No, not to the fancy government house in Washington. He wanted the familiar bed at his Kenwood/Hyde Park house in Chicago. The comfy chair. Maybe watch some ESPN. Chill.
"I am sleeping in my bed tonight," he told a group of fellow Chicagoans at a fundraiser Friday evening. "I'm going to go into my kitchen. I might cook something for myself, putter around in the backyard a little bit."
Can't blame him, not after a day like Friday. Not with a jobs report that could put his own job in jeopardy. So there he will be, home alone, with his own thoughts and a security detail, puttering. His wife, Michelle, and his two daughters would not be joining him
He'd been pining for this for a while.
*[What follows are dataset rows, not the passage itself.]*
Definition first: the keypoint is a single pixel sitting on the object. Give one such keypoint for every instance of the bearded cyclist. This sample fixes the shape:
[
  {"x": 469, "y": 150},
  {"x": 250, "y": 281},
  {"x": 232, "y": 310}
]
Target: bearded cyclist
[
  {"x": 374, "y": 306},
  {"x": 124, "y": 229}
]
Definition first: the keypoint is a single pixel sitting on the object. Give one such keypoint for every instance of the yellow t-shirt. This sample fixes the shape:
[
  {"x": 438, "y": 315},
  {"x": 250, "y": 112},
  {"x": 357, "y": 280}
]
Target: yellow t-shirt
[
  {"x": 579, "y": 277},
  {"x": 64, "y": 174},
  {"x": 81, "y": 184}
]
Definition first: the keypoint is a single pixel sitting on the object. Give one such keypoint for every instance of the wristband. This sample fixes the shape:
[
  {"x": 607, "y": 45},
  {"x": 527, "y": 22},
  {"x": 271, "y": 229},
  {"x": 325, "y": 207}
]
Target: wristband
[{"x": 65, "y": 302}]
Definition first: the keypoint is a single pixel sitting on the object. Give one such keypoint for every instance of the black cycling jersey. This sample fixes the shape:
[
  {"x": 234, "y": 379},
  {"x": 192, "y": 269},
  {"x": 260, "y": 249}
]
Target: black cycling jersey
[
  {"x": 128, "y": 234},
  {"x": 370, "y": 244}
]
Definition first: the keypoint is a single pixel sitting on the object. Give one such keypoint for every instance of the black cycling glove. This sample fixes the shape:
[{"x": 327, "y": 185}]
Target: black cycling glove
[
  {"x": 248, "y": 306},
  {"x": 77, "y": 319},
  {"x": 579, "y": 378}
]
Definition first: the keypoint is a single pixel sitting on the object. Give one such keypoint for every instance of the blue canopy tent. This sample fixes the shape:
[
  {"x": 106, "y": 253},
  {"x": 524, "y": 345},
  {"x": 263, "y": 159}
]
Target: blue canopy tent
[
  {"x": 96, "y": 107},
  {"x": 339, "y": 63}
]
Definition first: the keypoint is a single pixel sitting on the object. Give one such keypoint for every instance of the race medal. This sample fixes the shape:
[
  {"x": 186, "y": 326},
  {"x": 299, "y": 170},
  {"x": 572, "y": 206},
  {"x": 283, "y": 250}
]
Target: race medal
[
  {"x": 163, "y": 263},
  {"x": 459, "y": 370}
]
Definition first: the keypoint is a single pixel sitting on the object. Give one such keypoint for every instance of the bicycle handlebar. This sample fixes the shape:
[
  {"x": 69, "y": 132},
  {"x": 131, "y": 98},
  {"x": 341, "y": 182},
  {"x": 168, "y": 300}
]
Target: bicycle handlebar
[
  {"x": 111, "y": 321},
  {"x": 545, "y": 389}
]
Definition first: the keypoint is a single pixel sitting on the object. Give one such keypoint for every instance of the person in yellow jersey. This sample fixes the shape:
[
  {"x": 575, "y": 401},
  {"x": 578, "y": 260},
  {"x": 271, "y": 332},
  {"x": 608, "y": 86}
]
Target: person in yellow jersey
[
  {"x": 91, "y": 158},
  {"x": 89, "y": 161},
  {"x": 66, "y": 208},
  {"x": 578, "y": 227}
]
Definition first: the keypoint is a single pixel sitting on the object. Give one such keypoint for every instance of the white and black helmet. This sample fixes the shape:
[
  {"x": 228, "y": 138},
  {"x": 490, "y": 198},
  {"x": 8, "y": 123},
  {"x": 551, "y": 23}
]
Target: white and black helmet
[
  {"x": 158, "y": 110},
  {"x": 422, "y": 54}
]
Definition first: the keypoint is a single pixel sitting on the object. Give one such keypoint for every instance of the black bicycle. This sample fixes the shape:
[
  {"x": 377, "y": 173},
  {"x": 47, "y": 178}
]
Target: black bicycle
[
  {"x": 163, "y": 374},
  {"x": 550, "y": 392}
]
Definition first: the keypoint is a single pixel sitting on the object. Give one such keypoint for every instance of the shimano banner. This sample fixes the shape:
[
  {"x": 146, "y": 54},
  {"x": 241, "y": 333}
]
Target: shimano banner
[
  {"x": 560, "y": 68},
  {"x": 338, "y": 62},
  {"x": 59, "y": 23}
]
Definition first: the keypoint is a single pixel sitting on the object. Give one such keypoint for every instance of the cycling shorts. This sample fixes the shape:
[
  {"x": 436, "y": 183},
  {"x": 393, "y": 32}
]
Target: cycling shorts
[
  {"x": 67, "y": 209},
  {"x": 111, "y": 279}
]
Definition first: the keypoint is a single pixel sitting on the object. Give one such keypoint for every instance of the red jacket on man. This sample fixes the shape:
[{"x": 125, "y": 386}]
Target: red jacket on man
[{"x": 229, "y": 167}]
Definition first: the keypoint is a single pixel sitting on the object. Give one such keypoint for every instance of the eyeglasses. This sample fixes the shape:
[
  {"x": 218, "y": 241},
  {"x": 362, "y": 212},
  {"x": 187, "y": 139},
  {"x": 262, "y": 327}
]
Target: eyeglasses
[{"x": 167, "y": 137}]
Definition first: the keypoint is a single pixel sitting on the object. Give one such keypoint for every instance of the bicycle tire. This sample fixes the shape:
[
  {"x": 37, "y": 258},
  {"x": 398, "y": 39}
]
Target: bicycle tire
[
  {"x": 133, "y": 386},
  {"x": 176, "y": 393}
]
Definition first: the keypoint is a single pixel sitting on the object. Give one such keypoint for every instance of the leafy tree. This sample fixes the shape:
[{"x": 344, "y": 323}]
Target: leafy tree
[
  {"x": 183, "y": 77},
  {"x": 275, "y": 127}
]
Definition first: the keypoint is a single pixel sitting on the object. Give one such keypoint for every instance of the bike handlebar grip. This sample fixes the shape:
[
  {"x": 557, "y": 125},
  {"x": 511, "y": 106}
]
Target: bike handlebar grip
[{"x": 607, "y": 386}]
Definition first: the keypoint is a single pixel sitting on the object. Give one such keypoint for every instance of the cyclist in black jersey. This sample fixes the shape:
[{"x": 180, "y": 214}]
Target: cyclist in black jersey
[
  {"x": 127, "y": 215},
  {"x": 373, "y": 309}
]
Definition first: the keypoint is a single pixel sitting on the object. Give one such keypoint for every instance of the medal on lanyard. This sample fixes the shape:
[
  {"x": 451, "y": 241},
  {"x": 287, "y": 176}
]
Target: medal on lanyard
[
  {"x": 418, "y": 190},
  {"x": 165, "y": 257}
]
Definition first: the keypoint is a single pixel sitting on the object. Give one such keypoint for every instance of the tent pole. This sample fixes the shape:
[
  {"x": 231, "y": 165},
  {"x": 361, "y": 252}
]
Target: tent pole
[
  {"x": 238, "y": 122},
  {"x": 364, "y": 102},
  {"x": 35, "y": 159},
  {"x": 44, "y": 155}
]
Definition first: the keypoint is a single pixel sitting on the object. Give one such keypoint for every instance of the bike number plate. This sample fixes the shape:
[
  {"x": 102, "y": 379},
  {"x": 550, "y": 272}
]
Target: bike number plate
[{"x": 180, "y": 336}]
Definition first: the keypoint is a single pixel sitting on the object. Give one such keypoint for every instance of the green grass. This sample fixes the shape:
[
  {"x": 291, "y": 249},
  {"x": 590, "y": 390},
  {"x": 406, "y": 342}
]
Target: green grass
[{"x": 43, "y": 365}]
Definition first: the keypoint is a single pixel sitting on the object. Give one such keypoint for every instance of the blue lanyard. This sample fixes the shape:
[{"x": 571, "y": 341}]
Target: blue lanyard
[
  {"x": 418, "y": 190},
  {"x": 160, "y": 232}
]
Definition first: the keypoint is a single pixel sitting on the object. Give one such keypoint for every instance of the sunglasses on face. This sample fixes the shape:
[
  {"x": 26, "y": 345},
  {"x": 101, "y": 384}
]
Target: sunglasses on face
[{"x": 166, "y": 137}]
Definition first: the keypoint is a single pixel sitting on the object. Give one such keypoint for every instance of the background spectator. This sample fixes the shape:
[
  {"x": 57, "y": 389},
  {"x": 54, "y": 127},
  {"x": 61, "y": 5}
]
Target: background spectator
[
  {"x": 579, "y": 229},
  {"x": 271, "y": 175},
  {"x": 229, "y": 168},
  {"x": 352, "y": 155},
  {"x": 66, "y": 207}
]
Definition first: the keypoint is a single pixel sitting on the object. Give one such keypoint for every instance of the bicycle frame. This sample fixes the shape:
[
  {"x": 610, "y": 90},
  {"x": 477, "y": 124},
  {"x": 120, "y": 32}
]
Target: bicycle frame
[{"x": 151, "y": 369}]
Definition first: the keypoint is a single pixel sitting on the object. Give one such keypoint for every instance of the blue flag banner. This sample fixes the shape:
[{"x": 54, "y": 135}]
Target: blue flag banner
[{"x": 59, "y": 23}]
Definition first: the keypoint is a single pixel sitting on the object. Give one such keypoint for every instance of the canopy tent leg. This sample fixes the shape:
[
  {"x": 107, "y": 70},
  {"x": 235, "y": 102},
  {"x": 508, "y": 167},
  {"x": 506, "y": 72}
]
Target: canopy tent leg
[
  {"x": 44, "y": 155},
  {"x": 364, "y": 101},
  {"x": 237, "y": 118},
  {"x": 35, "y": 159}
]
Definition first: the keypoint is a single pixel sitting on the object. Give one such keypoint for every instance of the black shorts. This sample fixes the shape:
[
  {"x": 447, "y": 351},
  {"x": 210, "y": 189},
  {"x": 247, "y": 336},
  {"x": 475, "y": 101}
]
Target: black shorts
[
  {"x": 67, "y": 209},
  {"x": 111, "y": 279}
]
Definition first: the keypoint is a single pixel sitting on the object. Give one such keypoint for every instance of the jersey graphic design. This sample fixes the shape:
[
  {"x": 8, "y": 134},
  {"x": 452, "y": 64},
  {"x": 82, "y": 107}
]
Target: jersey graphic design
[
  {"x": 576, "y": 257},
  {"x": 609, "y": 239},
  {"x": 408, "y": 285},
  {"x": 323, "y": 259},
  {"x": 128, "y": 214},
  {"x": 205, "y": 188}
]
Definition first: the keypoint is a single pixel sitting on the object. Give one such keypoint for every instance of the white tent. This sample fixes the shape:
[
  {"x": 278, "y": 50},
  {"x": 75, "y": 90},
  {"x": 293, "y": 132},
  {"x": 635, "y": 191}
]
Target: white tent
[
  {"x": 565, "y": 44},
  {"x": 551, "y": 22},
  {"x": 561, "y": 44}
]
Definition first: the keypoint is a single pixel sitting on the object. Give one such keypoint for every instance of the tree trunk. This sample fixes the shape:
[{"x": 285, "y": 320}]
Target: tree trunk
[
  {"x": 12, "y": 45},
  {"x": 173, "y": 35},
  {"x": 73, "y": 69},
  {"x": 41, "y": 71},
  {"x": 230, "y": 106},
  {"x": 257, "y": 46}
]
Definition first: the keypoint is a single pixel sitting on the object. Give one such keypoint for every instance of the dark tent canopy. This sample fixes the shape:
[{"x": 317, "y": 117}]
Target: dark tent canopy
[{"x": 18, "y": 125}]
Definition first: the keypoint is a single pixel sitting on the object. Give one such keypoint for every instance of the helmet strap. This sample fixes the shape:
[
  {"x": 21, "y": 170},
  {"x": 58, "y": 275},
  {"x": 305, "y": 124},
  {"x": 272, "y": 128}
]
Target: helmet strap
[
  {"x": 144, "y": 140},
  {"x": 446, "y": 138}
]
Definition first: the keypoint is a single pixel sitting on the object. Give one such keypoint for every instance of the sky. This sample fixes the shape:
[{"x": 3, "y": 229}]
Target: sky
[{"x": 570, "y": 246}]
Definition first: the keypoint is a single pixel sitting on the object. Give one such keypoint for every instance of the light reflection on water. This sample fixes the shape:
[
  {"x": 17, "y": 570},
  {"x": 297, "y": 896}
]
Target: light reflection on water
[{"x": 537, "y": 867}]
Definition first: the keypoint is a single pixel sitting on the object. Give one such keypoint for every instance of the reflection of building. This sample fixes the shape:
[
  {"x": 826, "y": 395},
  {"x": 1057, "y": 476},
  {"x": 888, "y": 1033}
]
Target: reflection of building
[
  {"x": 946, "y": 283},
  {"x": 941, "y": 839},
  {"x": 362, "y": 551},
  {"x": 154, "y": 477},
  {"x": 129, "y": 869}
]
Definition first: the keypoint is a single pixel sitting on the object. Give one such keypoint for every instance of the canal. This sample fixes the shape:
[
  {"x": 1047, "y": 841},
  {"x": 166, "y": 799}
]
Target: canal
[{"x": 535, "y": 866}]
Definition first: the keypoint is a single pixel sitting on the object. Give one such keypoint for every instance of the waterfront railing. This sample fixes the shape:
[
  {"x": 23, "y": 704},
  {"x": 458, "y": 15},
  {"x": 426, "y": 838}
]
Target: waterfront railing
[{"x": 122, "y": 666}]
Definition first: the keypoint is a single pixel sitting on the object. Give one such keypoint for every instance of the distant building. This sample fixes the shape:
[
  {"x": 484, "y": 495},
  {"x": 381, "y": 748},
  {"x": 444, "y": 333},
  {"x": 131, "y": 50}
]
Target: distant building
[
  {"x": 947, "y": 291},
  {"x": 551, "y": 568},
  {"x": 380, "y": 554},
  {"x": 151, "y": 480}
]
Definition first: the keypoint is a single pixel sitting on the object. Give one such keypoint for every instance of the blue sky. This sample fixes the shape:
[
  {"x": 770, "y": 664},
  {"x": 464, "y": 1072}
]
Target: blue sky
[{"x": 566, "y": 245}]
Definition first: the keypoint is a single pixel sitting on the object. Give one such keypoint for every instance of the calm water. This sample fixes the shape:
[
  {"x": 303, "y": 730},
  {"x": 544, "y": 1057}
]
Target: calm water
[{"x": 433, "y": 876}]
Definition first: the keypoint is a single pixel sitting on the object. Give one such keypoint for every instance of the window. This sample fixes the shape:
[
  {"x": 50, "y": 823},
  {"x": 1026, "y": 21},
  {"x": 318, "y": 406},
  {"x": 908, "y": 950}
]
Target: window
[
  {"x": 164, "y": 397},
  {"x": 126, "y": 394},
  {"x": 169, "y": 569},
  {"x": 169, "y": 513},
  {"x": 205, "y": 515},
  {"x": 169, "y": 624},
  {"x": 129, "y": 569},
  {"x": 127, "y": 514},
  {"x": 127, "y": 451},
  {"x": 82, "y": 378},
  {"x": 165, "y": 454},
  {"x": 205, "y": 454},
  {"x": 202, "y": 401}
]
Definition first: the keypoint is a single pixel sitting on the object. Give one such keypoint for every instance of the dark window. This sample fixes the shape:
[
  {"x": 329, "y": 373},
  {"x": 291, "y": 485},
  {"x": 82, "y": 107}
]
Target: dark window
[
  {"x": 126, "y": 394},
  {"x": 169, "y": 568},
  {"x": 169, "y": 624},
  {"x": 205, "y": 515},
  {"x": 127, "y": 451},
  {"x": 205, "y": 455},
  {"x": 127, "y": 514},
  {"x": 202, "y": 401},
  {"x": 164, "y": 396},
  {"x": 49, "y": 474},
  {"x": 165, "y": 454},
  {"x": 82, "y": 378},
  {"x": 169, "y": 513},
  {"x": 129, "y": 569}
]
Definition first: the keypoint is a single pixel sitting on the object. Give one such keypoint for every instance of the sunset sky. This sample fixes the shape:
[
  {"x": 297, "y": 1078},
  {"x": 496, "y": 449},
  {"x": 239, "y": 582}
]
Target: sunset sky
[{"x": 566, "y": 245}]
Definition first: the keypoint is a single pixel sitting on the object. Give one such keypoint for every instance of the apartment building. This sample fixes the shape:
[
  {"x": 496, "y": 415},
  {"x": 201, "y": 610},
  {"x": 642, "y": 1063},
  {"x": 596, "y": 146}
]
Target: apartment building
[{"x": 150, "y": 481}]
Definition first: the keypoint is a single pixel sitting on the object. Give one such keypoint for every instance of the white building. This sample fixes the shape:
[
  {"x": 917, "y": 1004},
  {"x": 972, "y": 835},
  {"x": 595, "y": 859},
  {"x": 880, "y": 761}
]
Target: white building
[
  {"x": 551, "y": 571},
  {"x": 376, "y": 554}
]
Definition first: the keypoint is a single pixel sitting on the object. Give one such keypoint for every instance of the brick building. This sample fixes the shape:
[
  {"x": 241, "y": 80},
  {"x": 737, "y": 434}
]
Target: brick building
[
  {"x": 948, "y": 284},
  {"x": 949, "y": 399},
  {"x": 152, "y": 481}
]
Last month, while in Chicago for a NATO summit, the leader of the free world couldn't even buy a ride home.
"Despite being 15 minutes away from my house, nobody would let me go home," he said at a post-summit news conference. "I was thinking I would be able to sleep in my own bed tonight. They said I would cause even worse traffic. So I ended up staying in a hotel."
No such limitations this time.
The last time Obama stopped by his home was in January. It was a quick visit, not an overnight stay.
If you have a nice house with a mortgage between $500,000 and $1 million at a rate of 5.265 percent (according to his 2011 financial report), you might want to spend a night or two in there.
He last slept in the house on April 2011, when he was in Chicago on a fundraising trip.
He was fundraising in his home city again on Friday, with three events packed into four hours. He added at least $3.5 million to the estimated $1.8 million he raised earlier Friday in Minneapolis.
But the love bestowed by his high-dollar donors was weak solace compared with the dismal jobs report from the Labor Department. Only 69,000 jobs created in May and an uptick in unemployment to 8.2 percent, the first increase in nearly a year.
Obama had no clue what the jobs report would say when he first made plans to spend the night at his house.
But he recently had the notion on his mind that his place at the White House is fleeting.
At a ceremony Thursday for the unveiling of former President George W. Bush's portrait, Obama reflected on the White House's different roles as a working office, a living museum and as "an enduring symbol of our democracy."
"I think it's fair to say that every president is acutely aware that we are just temporary residents ? we're renters here," he added.
In Chicago Friday, he told a crowd of donors gathered at the Chicago Cultural Center: "It's good to be home. The White House is nice, but I'm just leasing."
For as long as he is allowed.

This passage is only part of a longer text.